Skoro jedno jest upiorną baśnią, a drugie heroiczną, choć z gruntu fałszywą legendą, to jaka jest prawda? Pytam poważnie, jako katolik swojego biskupa. Bo przecież nie zatrzymamy się tam, gdzie zatrzymał się namiestnik pytając: ‘A co to jest prawda?’

Jako szeregowy katolik liczę, że jeden z najwybitniejszych polskich biskupów pochyli się nad tą tragiczną sprawą powodującą postępujący demontaż państwa w sposób szczególny. Jeśli to wypadek, to trzeba – wobec wątpliwości – poddać go osądowi jakiegoś ciała złożonego z niezależnych (w tym również z obcokrajowców), specjalistów z dziedziny wypadków lotniczych.

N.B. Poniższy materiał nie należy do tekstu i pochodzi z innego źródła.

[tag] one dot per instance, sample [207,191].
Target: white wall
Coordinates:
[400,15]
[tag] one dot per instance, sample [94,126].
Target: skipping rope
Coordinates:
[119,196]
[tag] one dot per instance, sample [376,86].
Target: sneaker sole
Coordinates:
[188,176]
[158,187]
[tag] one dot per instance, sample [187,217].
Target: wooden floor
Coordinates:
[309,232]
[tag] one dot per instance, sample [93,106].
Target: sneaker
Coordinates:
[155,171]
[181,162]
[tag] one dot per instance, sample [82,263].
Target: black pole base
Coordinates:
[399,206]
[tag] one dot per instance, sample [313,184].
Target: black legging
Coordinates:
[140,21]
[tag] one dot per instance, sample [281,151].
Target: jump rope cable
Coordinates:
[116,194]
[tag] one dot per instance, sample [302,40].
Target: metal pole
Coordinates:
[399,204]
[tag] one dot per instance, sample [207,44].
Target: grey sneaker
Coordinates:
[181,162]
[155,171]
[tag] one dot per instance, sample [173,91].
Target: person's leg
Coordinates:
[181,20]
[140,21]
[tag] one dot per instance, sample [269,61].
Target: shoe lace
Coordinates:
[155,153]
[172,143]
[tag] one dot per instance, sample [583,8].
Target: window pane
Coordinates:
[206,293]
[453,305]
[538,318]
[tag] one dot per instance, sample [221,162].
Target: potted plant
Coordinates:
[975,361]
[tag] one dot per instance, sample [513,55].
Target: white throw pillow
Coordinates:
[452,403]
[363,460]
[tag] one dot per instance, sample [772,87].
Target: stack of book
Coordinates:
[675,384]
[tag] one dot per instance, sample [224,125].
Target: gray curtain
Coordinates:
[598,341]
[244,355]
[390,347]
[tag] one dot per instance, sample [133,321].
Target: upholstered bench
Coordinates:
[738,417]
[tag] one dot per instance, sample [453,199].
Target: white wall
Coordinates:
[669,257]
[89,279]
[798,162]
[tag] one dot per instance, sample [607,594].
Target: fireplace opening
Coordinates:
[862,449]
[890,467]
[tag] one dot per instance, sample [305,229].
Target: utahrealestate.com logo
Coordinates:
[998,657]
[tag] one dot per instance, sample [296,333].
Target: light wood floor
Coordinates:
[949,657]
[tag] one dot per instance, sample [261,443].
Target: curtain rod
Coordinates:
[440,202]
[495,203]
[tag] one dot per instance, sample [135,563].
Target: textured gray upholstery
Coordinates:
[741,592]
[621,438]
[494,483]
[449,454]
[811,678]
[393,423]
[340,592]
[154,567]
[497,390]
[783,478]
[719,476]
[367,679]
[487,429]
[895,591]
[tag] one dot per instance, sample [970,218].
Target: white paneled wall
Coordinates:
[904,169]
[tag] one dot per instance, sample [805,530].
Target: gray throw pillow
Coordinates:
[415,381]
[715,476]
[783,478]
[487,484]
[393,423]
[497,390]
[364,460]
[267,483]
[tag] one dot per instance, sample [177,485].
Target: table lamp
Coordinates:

Nie będzie to co prawda postulowana, a dzisiaj niemożliwa w praktyce do czasu zmiany politycznej w Polsce, o ile ta nastąpi, komisja międzynarodowa (w tym również NATO-wska, która byłaby komisją jednego z paktów wojskowych, ale i do tego potrzeba woli polskiego rządu, a tej nie ma i nie będzie), ale z deklaracji politycznych wynika, że wszyscy uczestnicy życia publicznego pogodziliby się z wynikami takiego ‘naukowego’ arbitrażu. Taka komisja mogłaby powstać przy PAN, co nadałoby jej wiarygodności, tak jak działania, by nie odbyła się pod patronatem PAN-u obniżyłyby jej wiarygodność i służyłoby tym, którzy chcą sprawę zaciemniać i gmatwać zamiast ją wyjaśniać; poparcie księdza biskupa dla takiej inicjatywy byłoby niezwykle pożądane i przydatne i służyłoby dobrze Polsce i Kościołowi w Polsce, bo nie ma takiej prawdy, której katolik powinien się bać.